Nonparametric methods in combined heteroscedastic experiments for assessing stability of wheat genotypes in Pakistan

Genotype performance in multienvironment trials (METs) are usually analyzed by parametric analysis of variance (ANOVA) and stability models. The results of these models can give misleading inferences when some sensitive assumptions are not satisfied. In this paper, assumptions of combined ANOVA are scrutinized in detail to justify the validity of use of 5 nonparametric stability methods (S _i ⁽¹⁾, S _i ⁽²⁾, S _i ⁽³⁾, S _i ⁽⁶⁾ and YS _i ⁽¹⁾, YS _i ⁽²⁾) applied to 20 genotypes grown in 40 hetroscedastic and nonnormal environments in Pakistan for the year 2004-05. There is a severe heterogeneity problem in the data because the ratio of the largest estimated mean squares error (MSE) for individual environments randomized complete block design (RCBD) to the smallest MSE is approximately (1.00/0.02=50). Out of 40 environments individual coefficients of determination (R ²), 27 are less than 0.70. This leads to violation of linearity assumption in the model. Standardized residual plots vs. individual environments plots and normal probability plot are indicators of the violation of homogeneity, normality assumptions and absence of outliers.
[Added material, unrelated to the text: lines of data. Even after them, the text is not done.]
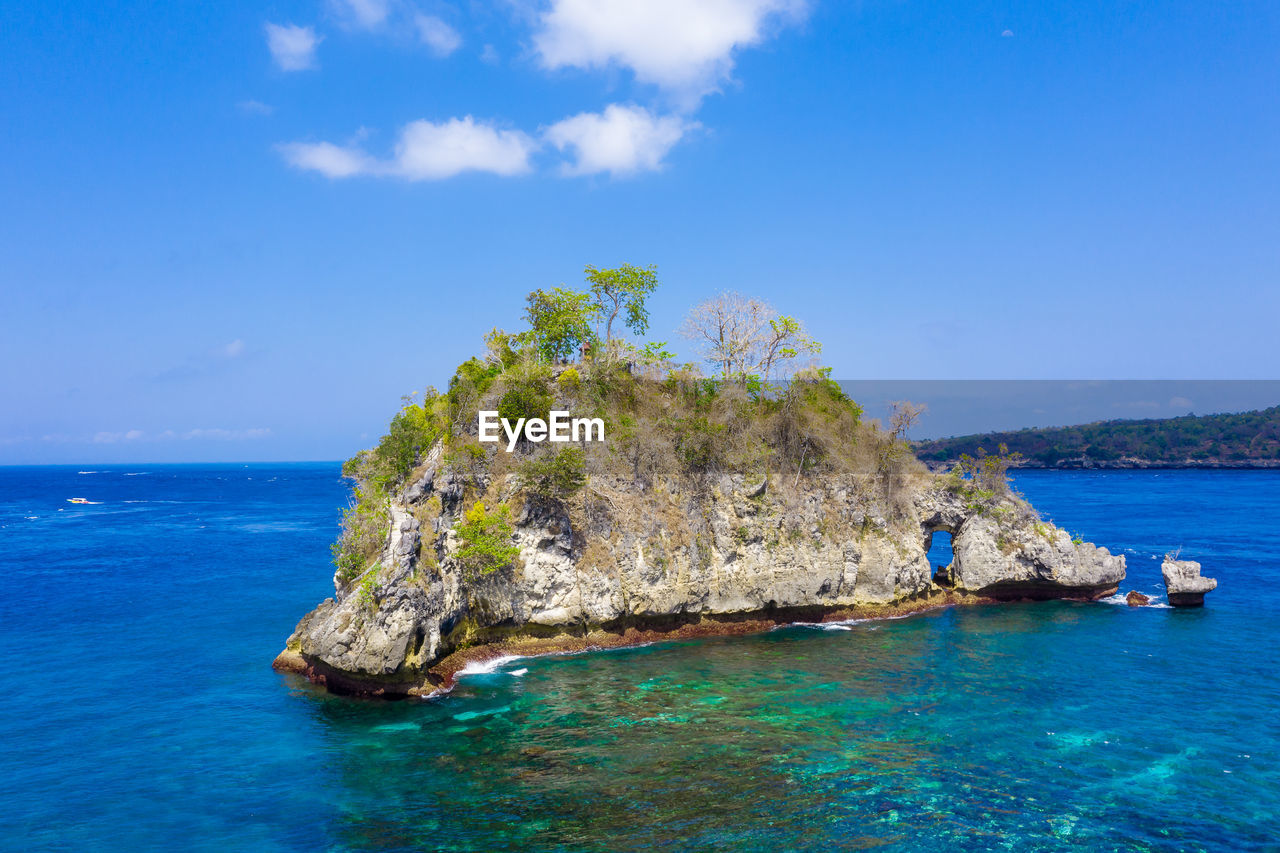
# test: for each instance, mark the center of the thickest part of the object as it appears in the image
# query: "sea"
(140, 710)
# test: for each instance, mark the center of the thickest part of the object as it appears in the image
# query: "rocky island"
(714, 505)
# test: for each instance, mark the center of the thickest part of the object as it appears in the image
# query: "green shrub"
(554, 474)
(528, 398)
(364, 529)
(570, 379)
(696, 441)
(485, 539)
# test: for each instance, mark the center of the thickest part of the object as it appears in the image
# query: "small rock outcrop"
(1184, 584)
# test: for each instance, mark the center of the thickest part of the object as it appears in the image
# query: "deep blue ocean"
(140, 710)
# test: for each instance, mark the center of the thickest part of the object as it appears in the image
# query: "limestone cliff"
(612, 565)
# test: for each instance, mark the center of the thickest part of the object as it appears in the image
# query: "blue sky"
(240, 231)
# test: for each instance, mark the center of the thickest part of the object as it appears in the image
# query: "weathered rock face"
(1184, 584)
(818, 553)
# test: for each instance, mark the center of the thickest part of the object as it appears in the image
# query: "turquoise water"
(140, 711)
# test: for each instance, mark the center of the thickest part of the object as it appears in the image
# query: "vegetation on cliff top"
(766, 411)
(1244, 439)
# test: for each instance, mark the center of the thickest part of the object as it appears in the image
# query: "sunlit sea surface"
(140, 711)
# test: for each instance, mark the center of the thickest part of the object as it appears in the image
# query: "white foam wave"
(485, 667)
(1119, 598)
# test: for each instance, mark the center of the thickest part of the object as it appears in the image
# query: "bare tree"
(743, 336)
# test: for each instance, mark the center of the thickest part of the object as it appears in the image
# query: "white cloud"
(227, 434)
(328, 159)
(426, 151)
(365, 14)
(292, 48)
(255, 108)
(622, 140)
(682, 46)
(110, 438)
(437, 35)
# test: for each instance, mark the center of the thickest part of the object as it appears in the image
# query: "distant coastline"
(1240, 441)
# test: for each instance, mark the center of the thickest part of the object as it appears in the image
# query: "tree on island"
(560, 322)
(746, 337)
(622, 290)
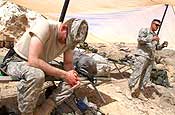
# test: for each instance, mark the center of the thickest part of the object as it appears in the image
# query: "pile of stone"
(14, 20)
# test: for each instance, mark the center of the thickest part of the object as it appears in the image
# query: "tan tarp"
(112, 20)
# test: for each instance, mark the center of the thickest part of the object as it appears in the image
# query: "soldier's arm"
(143, 37)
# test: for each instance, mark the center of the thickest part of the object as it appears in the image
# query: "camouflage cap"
(78, 32)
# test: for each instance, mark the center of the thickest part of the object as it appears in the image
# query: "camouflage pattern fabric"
(30, 86)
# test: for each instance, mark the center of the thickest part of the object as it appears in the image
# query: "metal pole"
(64, 9)
(163, 18)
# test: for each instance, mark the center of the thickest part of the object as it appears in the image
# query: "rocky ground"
(161, 100)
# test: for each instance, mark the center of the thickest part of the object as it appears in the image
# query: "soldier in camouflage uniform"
(39, 45)
(148, 43)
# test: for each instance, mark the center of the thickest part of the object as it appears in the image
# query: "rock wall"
(14, 20)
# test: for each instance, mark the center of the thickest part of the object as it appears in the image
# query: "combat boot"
(46, 108)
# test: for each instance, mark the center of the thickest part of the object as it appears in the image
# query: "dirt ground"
(161, 100)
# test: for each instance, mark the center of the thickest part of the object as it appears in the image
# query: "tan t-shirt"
(47, 32)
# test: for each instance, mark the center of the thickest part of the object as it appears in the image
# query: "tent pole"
(173, 9)
(64, 9)
(163, 18)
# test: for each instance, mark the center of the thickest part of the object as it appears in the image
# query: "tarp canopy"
(112, 20)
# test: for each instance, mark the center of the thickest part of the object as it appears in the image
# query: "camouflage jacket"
(146, 47)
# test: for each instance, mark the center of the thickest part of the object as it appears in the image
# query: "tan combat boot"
(46, 108)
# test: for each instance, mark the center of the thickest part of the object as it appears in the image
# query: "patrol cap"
(78, 32)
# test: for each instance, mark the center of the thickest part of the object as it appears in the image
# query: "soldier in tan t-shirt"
(42, 43)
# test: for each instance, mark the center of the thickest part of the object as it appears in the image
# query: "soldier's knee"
(40, 76)
(37, 75)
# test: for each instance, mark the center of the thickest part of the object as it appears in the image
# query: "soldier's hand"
(155, 38)
(165, 44)
(72, 78)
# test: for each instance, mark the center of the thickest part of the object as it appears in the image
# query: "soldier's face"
(155, 25)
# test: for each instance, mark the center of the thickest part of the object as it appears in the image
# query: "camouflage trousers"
(30, 86)
(141, 73)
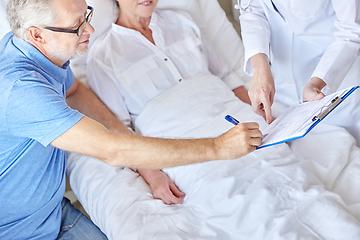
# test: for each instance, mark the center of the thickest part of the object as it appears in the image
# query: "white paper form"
(297, 120)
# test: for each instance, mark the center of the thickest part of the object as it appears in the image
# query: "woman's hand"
(312, 90)
(162, 187)
(262, 88)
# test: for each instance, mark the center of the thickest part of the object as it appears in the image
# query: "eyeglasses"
(81, 27)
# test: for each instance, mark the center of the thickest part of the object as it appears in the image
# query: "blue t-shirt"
(33, 113)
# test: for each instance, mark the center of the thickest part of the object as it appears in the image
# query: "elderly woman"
(144, 54)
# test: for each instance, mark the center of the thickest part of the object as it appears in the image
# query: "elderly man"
(37, 125)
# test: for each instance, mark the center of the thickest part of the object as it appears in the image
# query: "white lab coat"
(305, 39)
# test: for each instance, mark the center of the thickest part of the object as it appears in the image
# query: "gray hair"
(23, 14)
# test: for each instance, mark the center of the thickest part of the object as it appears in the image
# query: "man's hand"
(312, 90)
(239, 141)
(162, 187)
(262, 88)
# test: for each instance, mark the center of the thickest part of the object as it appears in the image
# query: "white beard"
(65, 55)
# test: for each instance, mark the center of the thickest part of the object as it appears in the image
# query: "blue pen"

No linear relationship was established between the natural logs of the error variance and the natural log of environments' mean, which again violates coefficient of variation (CV) assumption. Remedial transformations as suggested in literature were not successful to stabilize environments MSEs and could not normalize the data, so as a last resort in this regard nonparametric stability methods seem to justify the analysis of genotype x environment interactions (GEI). The low values of modified rank-sum statistics YS _i ⁽¹⁾ and YS _i ⁽²⁾ were positively and significantly associated with mean yield but the other nonparametric methods were not correlated with mean yield. The results of principal component analysis and correlation analysis of nonparametric stability methods indicate that the use of modified rank-sum method would be justifiable for simultaneous selection for high yield and stability. Using modified rank-sum method, the genotypes G7, G3, G15, G5 and G12 were found to be the most stable with yield, whereas G14 and G19 were the least stable genotypes.